Project

General

Profile

Actions

Backport #8165

closed

Problems with require

Added by Krugloff (Alexandr Kruglov) about 11 years ago. Updated almost 11 years ago.


Description

Require doesn't work correctly if path contains cyrillic.

require '/home/mak/test.rb' #-> true
require '/home/mak/test.rb' #-> false

require '/home/mak/Проекты/test.rb' #-> true
require '/home/mak/Проекты/test.rb' #-> true


Files

0001-load.c-fix-require-with-non-ascii-path.patch (3.43 KB) 0001-load.c-fix-require-with-non-ascii-path.patch h.shirosaki (Hiroshi Shirosaki), 03/29/2013 07:26 PM

Updated by luislavena (Luis Lavena) about 11 years ago

  • Status changed from Open to Feedback

Hello,

Please provide more details of the platform/OS, version and filesystem used.

Thank you.

Updated by mame (Yusuke Endoh) about 11 years ago

  • Status changed from Feedback to Assigned
  • Assignee set to tarui (Masaya Tarui)
  • Target version set to 2.1.0

It reproduces on my Ubuntu 12.10 with ext4 filesystem.

$ cat t.rb

coding: UTF-8

p require("/home/mame/あいうえお/test.rb")
p require("/home/mame/あいうえお/test.rb")
p require("/home/mame/あいうえお/test.rb")
p(*$")

$ ruby -v t.rb
ruby 2.0.0p0 (2013-02-24 revision 39474) [x86_64-linux]
true
true
true
"enumerator.so"
snip
"/home/mame/あいうえお/test.rb"
"/home/mame/あいうえお/test.rb"
"/home/mame/あいうえお/test.rb"

$ ruby-1.9.3-p392 -v t.rb
ruby 1.9.3p392 (2013-02-22 revision 39386) [x86_64-linux]
true
false
false
"enumerator.so"
snip
"/home/mame/あいうえお/test.rb"

I guess this is related to the performance improvement of require in 2.0.0.
Tarui-san or Shirosaki-san, do you have any idea?

--
Yusuke Endoh

Updated by funny_falcon (Yura Sokolov) about 11 years ago

This is occasionally fixed in trunk by https://bugs.ruby-lang.org/issues/8048 ,
by de-abusing Ruby Strings and using plain C strings.
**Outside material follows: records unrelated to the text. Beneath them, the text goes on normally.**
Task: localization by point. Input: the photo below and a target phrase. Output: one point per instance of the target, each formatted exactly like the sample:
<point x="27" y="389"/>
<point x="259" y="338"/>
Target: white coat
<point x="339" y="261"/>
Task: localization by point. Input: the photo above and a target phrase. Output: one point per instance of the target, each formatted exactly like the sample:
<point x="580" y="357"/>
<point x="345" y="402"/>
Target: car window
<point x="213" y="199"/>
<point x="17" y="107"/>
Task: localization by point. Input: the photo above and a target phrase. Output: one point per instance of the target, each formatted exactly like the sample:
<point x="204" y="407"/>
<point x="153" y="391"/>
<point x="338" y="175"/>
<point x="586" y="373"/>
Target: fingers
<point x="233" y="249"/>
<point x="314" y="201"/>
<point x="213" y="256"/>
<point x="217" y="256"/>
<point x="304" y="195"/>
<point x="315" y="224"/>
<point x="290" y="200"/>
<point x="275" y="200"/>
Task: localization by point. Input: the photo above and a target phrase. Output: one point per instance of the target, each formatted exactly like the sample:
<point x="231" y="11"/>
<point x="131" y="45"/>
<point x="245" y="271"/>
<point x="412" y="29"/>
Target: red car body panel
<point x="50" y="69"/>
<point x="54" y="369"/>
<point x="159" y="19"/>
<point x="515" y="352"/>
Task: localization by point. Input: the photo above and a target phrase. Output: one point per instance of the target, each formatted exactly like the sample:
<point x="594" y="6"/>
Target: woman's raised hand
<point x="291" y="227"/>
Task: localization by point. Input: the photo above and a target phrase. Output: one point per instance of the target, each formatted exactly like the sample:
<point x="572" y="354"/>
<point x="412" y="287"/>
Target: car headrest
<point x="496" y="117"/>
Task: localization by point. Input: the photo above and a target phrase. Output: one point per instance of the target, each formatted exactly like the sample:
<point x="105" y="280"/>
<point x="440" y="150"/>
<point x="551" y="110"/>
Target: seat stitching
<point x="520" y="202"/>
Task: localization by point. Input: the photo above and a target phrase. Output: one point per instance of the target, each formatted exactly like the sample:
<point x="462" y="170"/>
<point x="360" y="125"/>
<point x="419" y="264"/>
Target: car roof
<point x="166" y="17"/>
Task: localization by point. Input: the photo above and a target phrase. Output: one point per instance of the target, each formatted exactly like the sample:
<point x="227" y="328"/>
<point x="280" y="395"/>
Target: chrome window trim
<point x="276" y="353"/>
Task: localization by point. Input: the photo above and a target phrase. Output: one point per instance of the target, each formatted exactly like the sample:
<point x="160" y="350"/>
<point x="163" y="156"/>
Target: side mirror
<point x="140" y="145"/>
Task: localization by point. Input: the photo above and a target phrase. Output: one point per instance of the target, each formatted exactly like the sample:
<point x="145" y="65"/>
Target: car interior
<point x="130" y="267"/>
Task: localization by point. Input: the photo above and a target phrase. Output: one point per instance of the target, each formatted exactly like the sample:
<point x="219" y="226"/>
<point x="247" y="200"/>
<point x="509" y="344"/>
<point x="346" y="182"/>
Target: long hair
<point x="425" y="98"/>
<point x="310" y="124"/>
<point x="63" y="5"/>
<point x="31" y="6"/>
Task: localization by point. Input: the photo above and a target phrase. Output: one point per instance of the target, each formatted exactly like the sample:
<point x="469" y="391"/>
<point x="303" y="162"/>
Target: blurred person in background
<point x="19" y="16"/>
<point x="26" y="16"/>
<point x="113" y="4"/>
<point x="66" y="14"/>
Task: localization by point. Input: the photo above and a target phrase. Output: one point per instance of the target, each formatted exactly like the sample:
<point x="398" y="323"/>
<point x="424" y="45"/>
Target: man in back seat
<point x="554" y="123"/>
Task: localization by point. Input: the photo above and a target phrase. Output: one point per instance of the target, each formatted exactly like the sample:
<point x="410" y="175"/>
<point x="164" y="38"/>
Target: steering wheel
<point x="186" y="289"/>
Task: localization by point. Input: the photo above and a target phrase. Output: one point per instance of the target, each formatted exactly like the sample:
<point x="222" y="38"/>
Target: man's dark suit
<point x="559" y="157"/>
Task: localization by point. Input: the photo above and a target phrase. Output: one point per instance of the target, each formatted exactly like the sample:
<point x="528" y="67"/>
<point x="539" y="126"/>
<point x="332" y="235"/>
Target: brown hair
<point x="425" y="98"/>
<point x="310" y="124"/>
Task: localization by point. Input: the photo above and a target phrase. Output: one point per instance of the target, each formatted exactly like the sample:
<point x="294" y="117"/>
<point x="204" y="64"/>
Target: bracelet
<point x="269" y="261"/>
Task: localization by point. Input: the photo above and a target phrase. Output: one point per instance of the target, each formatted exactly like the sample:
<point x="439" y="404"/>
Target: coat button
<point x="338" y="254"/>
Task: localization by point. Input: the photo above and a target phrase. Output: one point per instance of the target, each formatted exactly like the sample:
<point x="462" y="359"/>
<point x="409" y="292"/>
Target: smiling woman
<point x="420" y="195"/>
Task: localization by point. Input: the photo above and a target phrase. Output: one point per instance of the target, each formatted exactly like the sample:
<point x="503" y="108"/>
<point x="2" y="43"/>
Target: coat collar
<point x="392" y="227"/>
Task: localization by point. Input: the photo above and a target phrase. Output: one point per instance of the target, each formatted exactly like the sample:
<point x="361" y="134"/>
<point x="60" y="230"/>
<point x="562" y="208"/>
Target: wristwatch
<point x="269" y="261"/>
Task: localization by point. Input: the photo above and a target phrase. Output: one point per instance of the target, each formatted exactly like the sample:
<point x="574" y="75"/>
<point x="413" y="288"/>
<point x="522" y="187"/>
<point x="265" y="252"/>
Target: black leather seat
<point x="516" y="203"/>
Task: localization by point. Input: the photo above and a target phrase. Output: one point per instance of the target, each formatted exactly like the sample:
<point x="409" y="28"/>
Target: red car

Also backported version of https://bugs.ruby-lang.org/issues/8158 fixes this too,
cause it removes string comparison at all.

Updated by h.shirosaki (Hiroshi Shirosaki) about 11 years ago

It seems short_feature is not proper if the path contains non-ascii characters.
rb_str_substr() would look up string position per character, not per byte. rb_str_subseq() seems to work for non-ascii.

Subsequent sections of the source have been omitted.